Requires Medicare-discharge information to include hospice and home health service availability, with a 2026 effective date.

The Brief

The End-of-life Access to Supportive and Essential care Act of 2025 (EASE Act) would require hospitals to provide information about hospice programs to individuals upon discharge under the Medicare program, expanding the current set of discharge-related information. The bill amends Section 1861(ee)(2)(D) to add details about the availability of home health services and hospice care through programs that participate in the Medicare program and serve the patient’s geographic area, including individuals who are likely to need hospice or home health services.

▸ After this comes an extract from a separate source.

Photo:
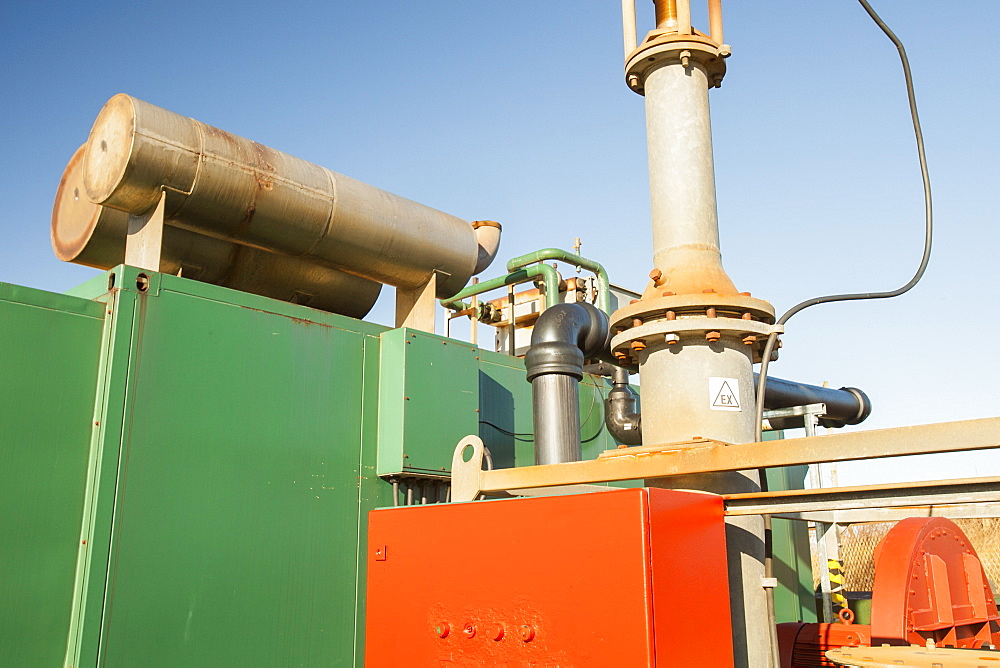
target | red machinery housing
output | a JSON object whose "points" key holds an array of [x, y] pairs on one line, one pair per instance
{"points": [[929, 585], [631, 577]]}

The amendments take effect for discharges occurring on or after January 1, 2026. The change does not create a new entitlement or guarantee coverage; it creates an obligation to inform patients so they can make timely decisions about end-of-life care and align discharge planning with available community resources.

At a Glance

What It Does

Hospitals must provide information on hospice programs and home health services to Medicare patients at discharge. The information must reflect hospice availability through programs that participate in the Medicare program and that serve the patient’s area; the amendments apply to discharges on or after January 1, 2026.

Who It Affects

Hospitals and discharge-planning teams; Medicare beneficiaries likely to need home health or hospice services; hospice programs that participate in Title XVIII and the home health agencies serving the patient’s locality.

Why It Matters

Gives patients a clear, local set of end-of-life care options at a critical decision point, supporting informed choices and continuity of care while shaping discharge planning workflows.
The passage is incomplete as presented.